第46話 僕にとってはこの何でもない日常が一番ですからね

「あ、あんた。なんでここにいるのよ?」


 まさに不意打ちというやつで、想定していなかった遭遇にラケシスの身体が熱を持つ。


「僕ですか? 精肉店の人に頼まれて肉斬り包丁を研ぎ直したんで返してきたんですよ。ラケシスさんこそもしかしてさぼってるんですか?」


「ち、違うわよっ! 今は休憩中なだけなんだから」


 アースの冗談にラケシスは咄嗟に言い返す。


「それにしてもあんた、刃物を研ぎなおすなんて色々やってるのね?」


 アパートの仕事を器用にこなしているかとおもったが、まさかそんなことまでしているとは思わなかった。

 ラケシスは呆れた表情をアースへと向ける。


「まあ、素人が少し練習した程度の腕前ですけどね、報酬に新鮮な肉を分けてもらえたので今夜は期待してくれてもいいですよ」


 アパートのみならずこうして街の人間とも良い関係を気付いていく。そんなアースがラケシスには眩しく映った。

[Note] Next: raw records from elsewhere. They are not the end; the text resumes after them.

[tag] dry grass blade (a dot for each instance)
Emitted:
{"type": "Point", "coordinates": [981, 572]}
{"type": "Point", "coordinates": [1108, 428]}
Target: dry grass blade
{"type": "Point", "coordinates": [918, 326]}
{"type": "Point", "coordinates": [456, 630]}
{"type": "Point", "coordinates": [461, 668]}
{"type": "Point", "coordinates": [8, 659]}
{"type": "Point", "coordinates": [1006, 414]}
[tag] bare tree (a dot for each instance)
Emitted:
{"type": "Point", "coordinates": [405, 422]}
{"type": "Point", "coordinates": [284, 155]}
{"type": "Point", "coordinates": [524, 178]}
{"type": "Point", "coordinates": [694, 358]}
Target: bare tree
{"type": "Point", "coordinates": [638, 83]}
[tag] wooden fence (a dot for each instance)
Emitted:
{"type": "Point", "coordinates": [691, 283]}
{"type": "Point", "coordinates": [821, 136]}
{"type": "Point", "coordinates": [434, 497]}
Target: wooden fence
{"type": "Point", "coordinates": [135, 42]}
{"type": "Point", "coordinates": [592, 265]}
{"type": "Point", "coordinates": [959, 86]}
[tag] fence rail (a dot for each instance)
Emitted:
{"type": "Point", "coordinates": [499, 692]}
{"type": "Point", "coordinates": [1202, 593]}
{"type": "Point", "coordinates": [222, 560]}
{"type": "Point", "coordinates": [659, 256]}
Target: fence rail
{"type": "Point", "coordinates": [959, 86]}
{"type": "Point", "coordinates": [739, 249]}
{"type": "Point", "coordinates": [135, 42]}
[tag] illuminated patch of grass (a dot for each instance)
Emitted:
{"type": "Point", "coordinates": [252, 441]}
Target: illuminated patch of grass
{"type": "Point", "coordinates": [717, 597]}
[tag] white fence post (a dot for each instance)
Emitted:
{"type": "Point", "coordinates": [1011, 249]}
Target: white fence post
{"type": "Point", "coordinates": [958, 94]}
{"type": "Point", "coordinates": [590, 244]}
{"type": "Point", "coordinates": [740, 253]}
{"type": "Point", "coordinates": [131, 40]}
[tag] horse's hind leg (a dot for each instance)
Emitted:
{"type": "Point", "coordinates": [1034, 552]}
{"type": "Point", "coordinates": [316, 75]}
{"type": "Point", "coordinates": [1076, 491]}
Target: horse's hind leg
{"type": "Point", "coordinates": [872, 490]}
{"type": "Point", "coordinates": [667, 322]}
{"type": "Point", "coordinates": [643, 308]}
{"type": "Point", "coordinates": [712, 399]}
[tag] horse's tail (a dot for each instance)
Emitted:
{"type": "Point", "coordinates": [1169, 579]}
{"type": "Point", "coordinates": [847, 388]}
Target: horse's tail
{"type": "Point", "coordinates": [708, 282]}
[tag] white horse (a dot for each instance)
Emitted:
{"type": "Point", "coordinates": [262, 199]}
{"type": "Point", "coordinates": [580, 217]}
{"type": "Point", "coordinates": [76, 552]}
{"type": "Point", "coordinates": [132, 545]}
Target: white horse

 他人の視線に敏感に反応し、敵意を向けられ続けてきたのだ。どうしたって仲良くできるわけがない。


「あんたはそうやって皆のことばかりよね。もっと自分のしたいことをすればいいのに……」


 冒険者ギルドでの弁当の販売やアパートの住人の管理まで。

 今ではポーションの仕入れや武器の修理など、生活の細かい部分にいたるまでアースが行っている。


 自分たちに尽くそうとするアースの生き方にラケシスは疑問を覚えたのだ。

 アースならもっと別のなんにでもなれるのではないか?


 本人は隠しているつもりだろうが、アパートの住人はアースが色々な技能を持っていることに既に気付いている。

 その上で本人が言い出さないから聞こうとしないだけなのだ。


 自分たちがアースを縛り付けている。そんな自覚があるラケシスの言葉だったのだが……。


「僕にとってはこの何でもない日常が一番ですからね。ベーアさんがいて、ケイさんがいて。リーンさんに毎日からかわれて、ラケシスさんに怒られる。そんな当たり前の日々がずっと続けばいいなと思っています」


「……アース?」


 ふと遠くを見るようなアースの表情にラケシスはドキッとする。

 まるで、いつかそれが叶わなくなると思っているかのような……。


「そうだラケシスさん。パン屋さんでもらった焼き菓子があるんですよ。良かったら食べてください」


 思い出したかのように小さな包みをラケシスの掌に置いた。


「えっ、あんたは?」


「仕事中のラケシスさんの邪魔をあまりしたくないですからね。アパートに戻ることにしますよ」


 見上げた時には普段と変わらぬ笑顔を見せるアース。彼は手を振るとその場をあとにした。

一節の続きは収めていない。